Figure 6 shows the results for 1s orbital of Ne. The corresponding slopes are shown in Table 2. The qualitative tendency of the orbital energies ε1s with respect to Δn is similar to that of εHOMO: ε1s increases in BLYP and decreases in HFLYP as Δn increases and the combinations of B88 and HFx lie between BLYP and HFLYP. Moreover, 40%B88 + 60%HFx + LYP indicates the smallest absolute value of the slope, namely the smallest FON dependence of ε1s. The magnitude of the slope is larger than that of the HOMO, indicating that ΔE of 1s orbital in Fig. 2a are larger than that of HOMO in Fig. 1(a). The slope of LC-BLYP is larger than that of BHHLYP and closer to BLYP. As mentioned in previous studies [20,21,22], the short-range HFx is important in inner shell orbitals. The relativistic effects and PCEs are small, as in the results of HOMO.

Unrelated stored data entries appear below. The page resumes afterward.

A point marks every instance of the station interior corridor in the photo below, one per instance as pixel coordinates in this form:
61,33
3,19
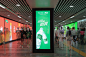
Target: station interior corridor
14,49
16,17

Figure 7 shows the results for the HOMO of Rn. The corresponding slopes are shown in Table 3. The qualitative trends are similar to the results for HOMO of Ne, with the exception of the results of LC-BLYP. Among the combination of B88 and HFx, 10%B88 + 90%HFx + LYP indicates the smallest FON dependence of εHOMO. εHOMO obtained by LC-BLYP, whose graph shows smaller slope than that of 10%B88 + 90%HFx + LYP, is almost independent from Δn. As in the case of Ne, the relativistic effects are small.

Figure 8 shows the results for 1s of Rn. The corresponding slopes are shown in Table 3. The qualitative trends are similar to the results for 1s orbital of Ne. Unlike Figs. 5, 6 and 7, the differences caused by the nonrelativistic and relativistic treatments are pronounced in the 1s orbital of Rn. The orbital energy changes of relativistic treatments are steeper than that of nonrelativistic Hamiltonian: the absolute values of the slopes obtained by relativistic treatments are apparently larger than those by nonrelativistic Hamiltonian. The changes of ε1s (in eV) along the increase of FON, 0 < Δn < 1 obtained by BLYP are − 88,176.8 to − 87,267.6 in nonrelativistic Hamiltonian, − 99,454.4 to − 98,240.7 in 1eIOTC, − 99,397.0 to − 98,129.5 in 1eIOTC with ρ+, − 99,671.6 to − 98,601.7 in 1e2eIOTC, and − 99,613.6 to − 98,489.3 in 1e2eIOTC with ρ+. The range of ε1s in 1eIOTC is approximately 11,000 eV lower than that of nonrelativistic Hamiltonian. Comparing 1eIOTC with 1e2eIOTC, the range of the ε1s of 1e2eIOTC is more than 300 eV lower than that of 1eIOTC. Using ρ+ makes the range of ε1s higher. The PCEs of two-electron and density operators on the values of ε1s cannot be disregarded while the relativistic effects are dominated by the one-electron term. The linearity of orbital energy is also influenced by PCE. The functional that yields the smallest slope of ε1s versus Δn graph is 20%B88 + 80%HFx + LYP for nonrelativistic Hamiltonian and 1e2eIOTC and 10%B88 + 90%HFx + LYP for other relativistic treatments.

5 Conclusion

In this study, we examined the PCEs in the FON states of HOMO and 1s orbitals of noble gas atoms in the framework of the spin-free IOTC Hamiltonian. Calculations of the delocalization error revealed that the FON electron states were over stabilized by relativistic treatments. The PCEs of two-electron and density operators were remarkable in the core region of heavy elements: the former and the latter overestimated and underestimated the delocalization error, respectively. Corresponding to these results of total energies, the values of orbital energies and the slope of their changes to FON in core region of heavy elements were affected by PCEs. The PCEs of two-electron and density operators should be corrected when considering the linearity condition of total and orbital energies.